Monin and Clark suggest that modern men still generally benefit more from marriage than women unless studies embrace an open-minded attempt “to understand those processes…and, very importantly, how they fit…together and interact” (2011, p. 321). Social change must also embrace this attempt as an urgent problem, as the role of marriage and family continues to negatively affect adults and children alike. Cherlin argues not against the rights of women but against the erosion of family-oriented values which are frequently associated with the domestic roles of women (2004, p. 848). Even in the absence of modern American norms for marriage and the family, Monin and Clark emphasize the developmental importance of customs and close relationships within the family, remarking that childhood magnifies the importance of early role formation (p. 322).
Conclusion
The state of modern marriage exists in lawlessness. Personal, social, and religious laws of behavior for marriage vary so wildly that new norms cannot bridge these gaps. Cherlin writes that such evolution of social norms provides both conflict and opportunity. Men can and should occupy many of the roles which have been considered feminine. The sacred virtue of marriage lies in its ability to create a balance between two very different people and establish stability in the relationships between them, society, God, and their family. These perspectives all place pride, i.e. “being right”, above the bond that God offered us through marriage. In the workplace, in the home, and in the church, the average American rails against the status quo but reinforces it without question. All three perspectives need to question truth, action, and consequence as separate from the ego. Marriage depends upon it.
References
Cherlin, A.J. (2004). The Deinstitutionalization Of American Marriage. Journal of Marriage and Family, 3(2), 848-864.

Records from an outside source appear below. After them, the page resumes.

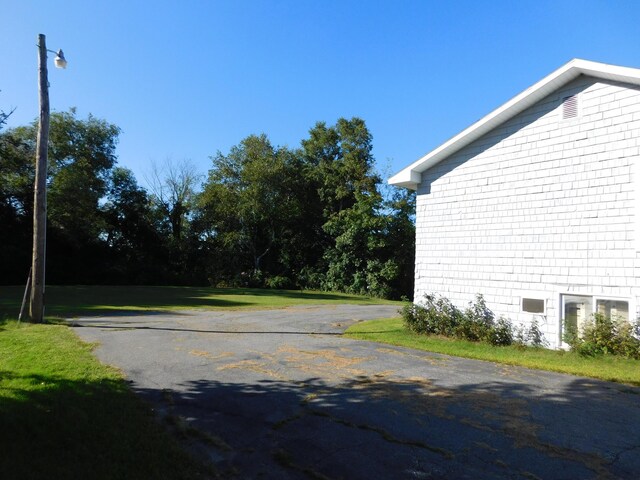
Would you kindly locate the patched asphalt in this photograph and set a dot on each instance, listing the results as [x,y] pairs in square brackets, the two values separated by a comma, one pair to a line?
[280,394]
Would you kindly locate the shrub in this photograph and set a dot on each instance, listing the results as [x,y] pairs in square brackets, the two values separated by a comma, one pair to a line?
[278,282]
[531,336]
[604,335]
[436,316]
[501,332]
[477,324]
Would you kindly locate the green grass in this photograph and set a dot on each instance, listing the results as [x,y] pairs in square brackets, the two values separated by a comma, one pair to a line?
[68,301]
[605,367]
[64,415]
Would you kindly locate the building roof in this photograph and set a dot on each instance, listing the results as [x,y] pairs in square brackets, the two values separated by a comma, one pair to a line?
[411,176]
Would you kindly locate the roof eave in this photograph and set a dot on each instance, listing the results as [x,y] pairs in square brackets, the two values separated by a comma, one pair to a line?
[517,104]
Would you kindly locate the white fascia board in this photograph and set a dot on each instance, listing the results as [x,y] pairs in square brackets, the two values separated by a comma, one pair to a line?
[411,175]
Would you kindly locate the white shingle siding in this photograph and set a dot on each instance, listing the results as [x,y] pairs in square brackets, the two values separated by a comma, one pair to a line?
[540,204]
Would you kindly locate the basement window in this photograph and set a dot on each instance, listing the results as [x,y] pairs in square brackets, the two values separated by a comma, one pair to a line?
[570,107]
[533,305]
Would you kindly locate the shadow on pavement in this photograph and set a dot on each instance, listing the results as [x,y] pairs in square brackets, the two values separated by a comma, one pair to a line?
[380,427]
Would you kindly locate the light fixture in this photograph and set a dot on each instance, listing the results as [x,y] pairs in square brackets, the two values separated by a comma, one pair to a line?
[60,61]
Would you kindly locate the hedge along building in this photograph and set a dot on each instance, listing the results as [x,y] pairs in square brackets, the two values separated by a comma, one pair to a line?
[537,205]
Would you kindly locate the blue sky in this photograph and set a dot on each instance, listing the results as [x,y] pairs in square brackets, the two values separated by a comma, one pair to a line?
[185,79]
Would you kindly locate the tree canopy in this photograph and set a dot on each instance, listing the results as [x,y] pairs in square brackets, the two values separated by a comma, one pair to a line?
[270,216]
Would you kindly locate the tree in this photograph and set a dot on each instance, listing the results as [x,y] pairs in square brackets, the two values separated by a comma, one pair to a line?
[173,192]
[81,155]
[135,247]
[250,202]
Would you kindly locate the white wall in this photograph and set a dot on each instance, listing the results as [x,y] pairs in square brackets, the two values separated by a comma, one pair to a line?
[540,206]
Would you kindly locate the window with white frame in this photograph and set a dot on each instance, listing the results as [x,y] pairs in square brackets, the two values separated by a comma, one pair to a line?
[578,309]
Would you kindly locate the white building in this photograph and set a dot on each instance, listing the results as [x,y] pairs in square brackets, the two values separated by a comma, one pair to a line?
[537,205]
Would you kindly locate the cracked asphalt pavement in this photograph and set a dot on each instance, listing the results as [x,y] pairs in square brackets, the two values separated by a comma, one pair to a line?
[280,394]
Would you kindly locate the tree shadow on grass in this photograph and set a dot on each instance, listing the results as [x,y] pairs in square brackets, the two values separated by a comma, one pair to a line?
[61,429]
[74,301]
[377,427]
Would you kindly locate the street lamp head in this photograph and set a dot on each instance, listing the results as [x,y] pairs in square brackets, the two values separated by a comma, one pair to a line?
[60,61]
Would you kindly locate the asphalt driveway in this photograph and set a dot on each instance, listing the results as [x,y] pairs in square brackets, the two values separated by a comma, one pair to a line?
[279,394]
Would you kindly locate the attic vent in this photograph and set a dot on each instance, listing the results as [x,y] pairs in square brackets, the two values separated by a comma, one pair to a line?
[570,107]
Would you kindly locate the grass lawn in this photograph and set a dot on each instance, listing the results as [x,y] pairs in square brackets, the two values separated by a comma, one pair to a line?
[68,301]
[64,415]
[605,367]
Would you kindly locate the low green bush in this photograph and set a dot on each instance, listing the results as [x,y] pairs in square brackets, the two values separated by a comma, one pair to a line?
[436,315]
[604,335]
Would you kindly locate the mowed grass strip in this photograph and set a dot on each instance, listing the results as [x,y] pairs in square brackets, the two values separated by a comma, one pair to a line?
[64,415]
[605,367]
[66,301]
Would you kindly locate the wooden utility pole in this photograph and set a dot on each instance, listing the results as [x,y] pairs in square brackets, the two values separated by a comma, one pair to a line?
[36,303]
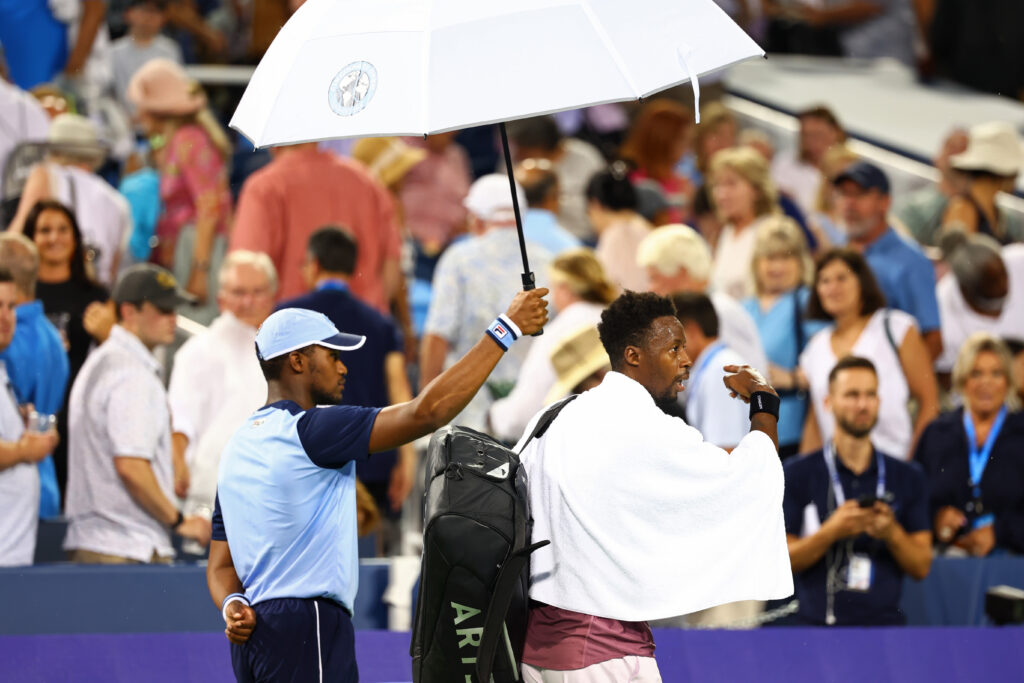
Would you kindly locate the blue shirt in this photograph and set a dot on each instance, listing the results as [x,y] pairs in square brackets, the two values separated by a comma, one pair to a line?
[808,483]
[777,327]
[37,365]
[366,383]
[541,227]
[286,501]
[35,43]
[906,278]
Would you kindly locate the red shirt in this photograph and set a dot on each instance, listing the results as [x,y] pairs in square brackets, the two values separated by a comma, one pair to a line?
[565,640]
[303,189]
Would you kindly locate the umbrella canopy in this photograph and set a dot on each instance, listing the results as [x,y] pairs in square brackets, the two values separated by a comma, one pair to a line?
[359,68]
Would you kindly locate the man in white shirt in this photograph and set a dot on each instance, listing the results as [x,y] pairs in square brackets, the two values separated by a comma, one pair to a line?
[120,482]
[216,382]
[22,120]
[721,420]
[646,518]
[19,452]
[678,259]
[69,176]
[143,42]
[983,292]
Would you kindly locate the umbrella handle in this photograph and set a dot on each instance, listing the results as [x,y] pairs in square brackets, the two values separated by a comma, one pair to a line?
[528,281]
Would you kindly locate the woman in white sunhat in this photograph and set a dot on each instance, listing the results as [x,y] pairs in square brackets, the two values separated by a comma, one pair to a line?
[993,158]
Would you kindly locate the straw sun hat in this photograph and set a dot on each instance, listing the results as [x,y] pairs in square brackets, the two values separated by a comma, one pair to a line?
[388,158]
[576,358]
[75,136]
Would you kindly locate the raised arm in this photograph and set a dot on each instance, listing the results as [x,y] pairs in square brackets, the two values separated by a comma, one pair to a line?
[446,395]
[744,381]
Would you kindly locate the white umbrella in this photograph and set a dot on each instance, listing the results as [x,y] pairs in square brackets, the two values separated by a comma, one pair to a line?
[359,68]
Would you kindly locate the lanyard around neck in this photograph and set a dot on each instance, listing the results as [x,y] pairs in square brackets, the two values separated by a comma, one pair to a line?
[978,458]
[333,285]
[829,454]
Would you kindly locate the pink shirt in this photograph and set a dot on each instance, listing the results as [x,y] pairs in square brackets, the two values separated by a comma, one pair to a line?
[565,640]
[303,189]
[432,194]
[192,171]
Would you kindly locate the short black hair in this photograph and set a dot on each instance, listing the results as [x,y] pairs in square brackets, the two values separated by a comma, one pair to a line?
[1015,345]
[612,189]
[334,249]
[545,183]
[850,363]
[539,132]
[271,369]
[627,322]
[871,298]
[696,307]
[159,4]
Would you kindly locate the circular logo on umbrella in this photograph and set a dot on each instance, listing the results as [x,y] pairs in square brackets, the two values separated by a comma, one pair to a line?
[352,88]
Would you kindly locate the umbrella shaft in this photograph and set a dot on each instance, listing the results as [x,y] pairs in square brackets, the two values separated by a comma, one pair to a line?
[527,276]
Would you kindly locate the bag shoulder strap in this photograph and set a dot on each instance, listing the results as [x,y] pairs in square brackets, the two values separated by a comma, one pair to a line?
[889,334]
[798,318]
[508,577]
[549,416]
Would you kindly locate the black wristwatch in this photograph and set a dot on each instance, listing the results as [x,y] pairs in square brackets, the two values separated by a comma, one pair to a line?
[764,401]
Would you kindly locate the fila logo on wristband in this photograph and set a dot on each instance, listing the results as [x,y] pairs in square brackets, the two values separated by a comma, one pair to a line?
[504,332]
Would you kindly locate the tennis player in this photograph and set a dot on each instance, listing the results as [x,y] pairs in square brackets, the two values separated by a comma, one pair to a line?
[284,563]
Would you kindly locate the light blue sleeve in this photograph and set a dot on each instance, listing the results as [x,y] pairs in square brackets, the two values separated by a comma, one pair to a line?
[444,314]
[919,293]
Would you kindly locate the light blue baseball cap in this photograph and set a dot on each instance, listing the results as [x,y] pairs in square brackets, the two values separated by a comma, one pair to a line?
[292,329]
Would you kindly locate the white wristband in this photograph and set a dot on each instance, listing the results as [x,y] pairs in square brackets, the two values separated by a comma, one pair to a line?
[233,597]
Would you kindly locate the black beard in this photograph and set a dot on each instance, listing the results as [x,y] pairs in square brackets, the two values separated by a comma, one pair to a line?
[855,431]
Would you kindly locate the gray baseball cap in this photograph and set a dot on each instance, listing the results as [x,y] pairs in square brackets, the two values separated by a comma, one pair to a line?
[145,282]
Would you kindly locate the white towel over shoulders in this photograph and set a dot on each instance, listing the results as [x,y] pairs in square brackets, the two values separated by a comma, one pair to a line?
[646,520]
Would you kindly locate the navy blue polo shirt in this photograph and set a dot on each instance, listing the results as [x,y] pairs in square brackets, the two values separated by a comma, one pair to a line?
[808,483]
[367,381]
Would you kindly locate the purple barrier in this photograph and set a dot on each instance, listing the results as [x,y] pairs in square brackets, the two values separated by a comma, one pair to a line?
[793,655]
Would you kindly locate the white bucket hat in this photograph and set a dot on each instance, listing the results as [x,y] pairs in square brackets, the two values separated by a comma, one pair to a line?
[991,146]
[489,199]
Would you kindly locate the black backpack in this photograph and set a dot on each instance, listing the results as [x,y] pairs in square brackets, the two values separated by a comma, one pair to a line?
[470,624]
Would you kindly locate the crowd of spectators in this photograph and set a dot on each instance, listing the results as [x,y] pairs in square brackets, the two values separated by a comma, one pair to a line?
[128,206]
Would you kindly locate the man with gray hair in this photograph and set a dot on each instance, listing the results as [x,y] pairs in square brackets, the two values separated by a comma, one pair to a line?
[216,382]
[983,292]
[36,359]
[677,259]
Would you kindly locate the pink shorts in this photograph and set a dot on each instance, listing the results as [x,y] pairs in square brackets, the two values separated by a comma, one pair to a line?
[624,670]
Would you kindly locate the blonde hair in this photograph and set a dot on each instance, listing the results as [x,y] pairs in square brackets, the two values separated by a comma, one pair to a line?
[749,163]
[582,272]
[779,236]
[675,248]
[713,117]
[976,344]
[246,257]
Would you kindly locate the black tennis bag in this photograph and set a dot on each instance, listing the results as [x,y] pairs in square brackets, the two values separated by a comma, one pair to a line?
[470,624]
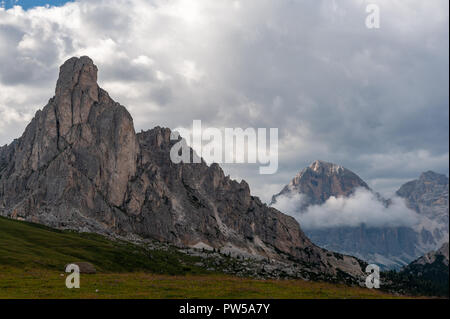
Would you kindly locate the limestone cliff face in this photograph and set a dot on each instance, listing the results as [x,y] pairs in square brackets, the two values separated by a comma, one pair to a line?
[428,196]
[80,165]
[75,158]
[320,181]
[389,247]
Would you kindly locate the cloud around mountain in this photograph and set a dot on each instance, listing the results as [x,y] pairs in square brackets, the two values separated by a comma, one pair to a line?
[362,207]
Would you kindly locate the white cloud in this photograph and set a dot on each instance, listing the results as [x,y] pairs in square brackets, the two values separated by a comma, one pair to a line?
[362,207]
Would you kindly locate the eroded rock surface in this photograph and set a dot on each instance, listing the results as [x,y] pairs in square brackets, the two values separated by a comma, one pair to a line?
[80,165]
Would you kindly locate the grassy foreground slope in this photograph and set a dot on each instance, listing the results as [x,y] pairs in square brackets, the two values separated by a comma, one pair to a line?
[32,259]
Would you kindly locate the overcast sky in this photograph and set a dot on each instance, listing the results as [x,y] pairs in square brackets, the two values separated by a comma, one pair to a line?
[373,100]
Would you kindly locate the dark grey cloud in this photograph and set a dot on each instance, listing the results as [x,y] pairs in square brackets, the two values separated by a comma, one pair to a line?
[375,101]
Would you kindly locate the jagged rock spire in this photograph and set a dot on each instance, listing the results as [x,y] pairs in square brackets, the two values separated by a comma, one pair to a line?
[76,92]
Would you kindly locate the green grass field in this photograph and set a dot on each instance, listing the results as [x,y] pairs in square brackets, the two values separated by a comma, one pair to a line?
[32,260]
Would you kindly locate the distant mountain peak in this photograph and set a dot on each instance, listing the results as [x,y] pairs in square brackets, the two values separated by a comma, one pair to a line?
[321,180]
[319,166]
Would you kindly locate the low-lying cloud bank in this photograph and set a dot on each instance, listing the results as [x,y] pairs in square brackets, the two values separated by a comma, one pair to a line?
[363,207]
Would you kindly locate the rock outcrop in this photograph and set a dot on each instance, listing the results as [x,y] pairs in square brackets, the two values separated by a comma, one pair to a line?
[320,181]
[428,196]
[79,165]
[389,247]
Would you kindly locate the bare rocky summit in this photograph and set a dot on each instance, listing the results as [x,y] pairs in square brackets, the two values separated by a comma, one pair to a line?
[80,165]
[389,247]
[320,181]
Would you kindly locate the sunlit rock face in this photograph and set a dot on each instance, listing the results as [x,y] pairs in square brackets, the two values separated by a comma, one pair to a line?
[389,246]
[80,165]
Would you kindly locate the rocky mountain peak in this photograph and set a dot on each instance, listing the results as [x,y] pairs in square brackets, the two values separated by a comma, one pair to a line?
[76,92]
[433,177]
[75,72]
[321,180]
[322,167]
[80,165]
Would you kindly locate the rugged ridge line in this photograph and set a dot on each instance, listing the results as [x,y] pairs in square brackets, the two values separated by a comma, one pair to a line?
[80,165]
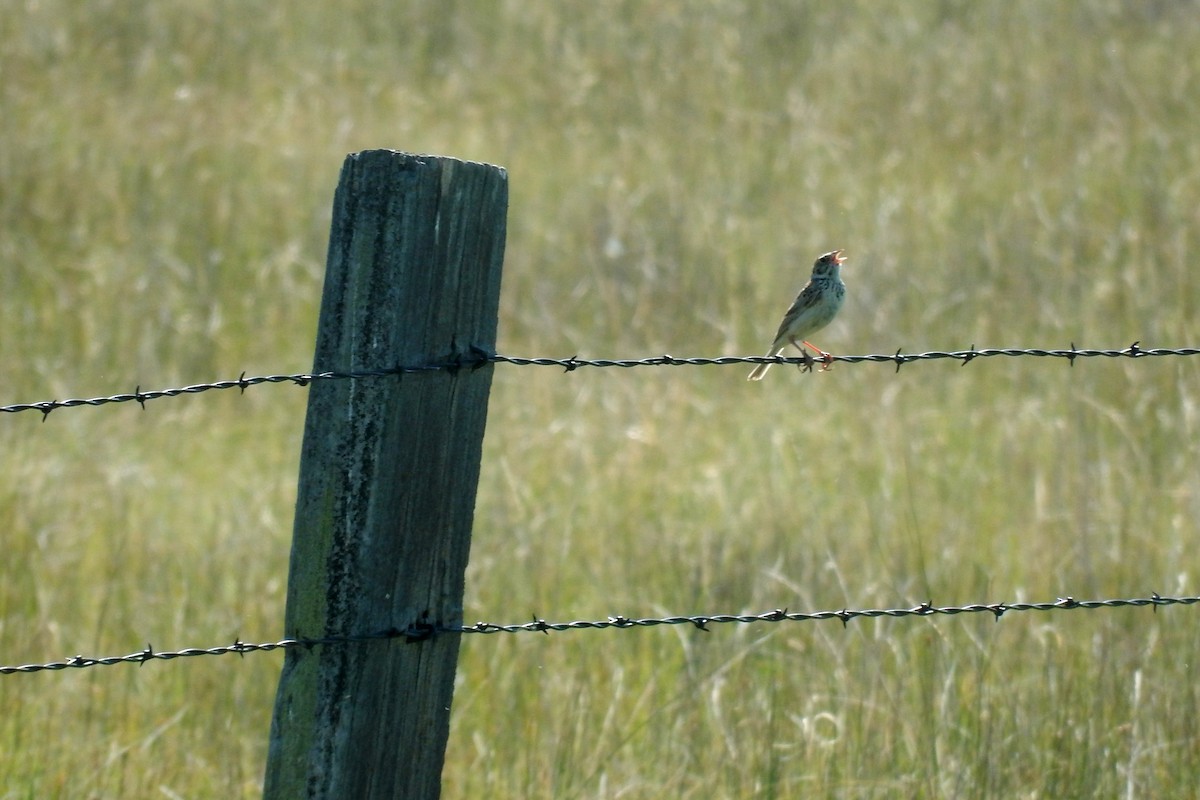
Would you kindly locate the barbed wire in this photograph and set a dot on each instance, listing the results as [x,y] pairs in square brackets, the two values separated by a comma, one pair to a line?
[537,625]
[477,359]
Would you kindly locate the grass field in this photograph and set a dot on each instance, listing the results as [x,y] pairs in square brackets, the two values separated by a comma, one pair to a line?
[1005,174]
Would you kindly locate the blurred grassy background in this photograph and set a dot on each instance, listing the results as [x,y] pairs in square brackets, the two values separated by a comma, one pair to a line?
[1006,174]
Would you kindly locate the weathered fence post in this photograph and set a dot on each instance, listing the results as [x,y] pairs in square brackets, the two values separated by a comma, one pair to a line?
[388,477]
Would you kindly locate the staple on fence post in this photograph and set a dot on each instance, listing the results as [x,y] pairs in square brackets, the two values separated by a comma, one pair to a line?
[388,477]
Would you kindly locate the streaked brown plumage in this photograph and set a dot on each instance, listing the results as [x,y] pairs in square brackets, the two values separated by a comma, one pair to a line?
[813,310]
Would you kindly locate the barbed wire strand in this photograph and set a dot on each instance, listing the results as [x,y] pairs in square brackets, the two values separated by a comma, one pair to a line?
[537,625]
[477,359]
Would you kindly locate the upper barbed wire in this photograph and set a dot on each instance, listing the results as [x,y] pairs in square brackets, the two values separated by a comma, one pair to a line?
[425,631]
[477,359]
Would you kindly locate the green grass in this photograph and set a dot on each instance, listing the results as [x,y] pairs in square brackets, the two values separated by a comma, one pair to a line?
[1018,174]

Mayeski, M. A. (2009). “Like A Boat Is Marriage”: Aelred On Marriage As A Christian Way Of Life. Theological Studies, 70(1), 92-108.
Monin, J.K, & M. S. Clark. (2011). Why Do Men Benefit More from Marriage Than Do Women? Thinking More Broadly About Interpersonal Processes That Occur Within and Outside of Marriage. Sex Roles, 65(5/6), 320-326. doi:10.1007/s11199-011-0008-3.
Shrage, L. (2013). Reforming Marriage: A Comparative Approach. Journal Of Applied Philosophy, 30(2), 107-121. doi:10.1111/japp.12012.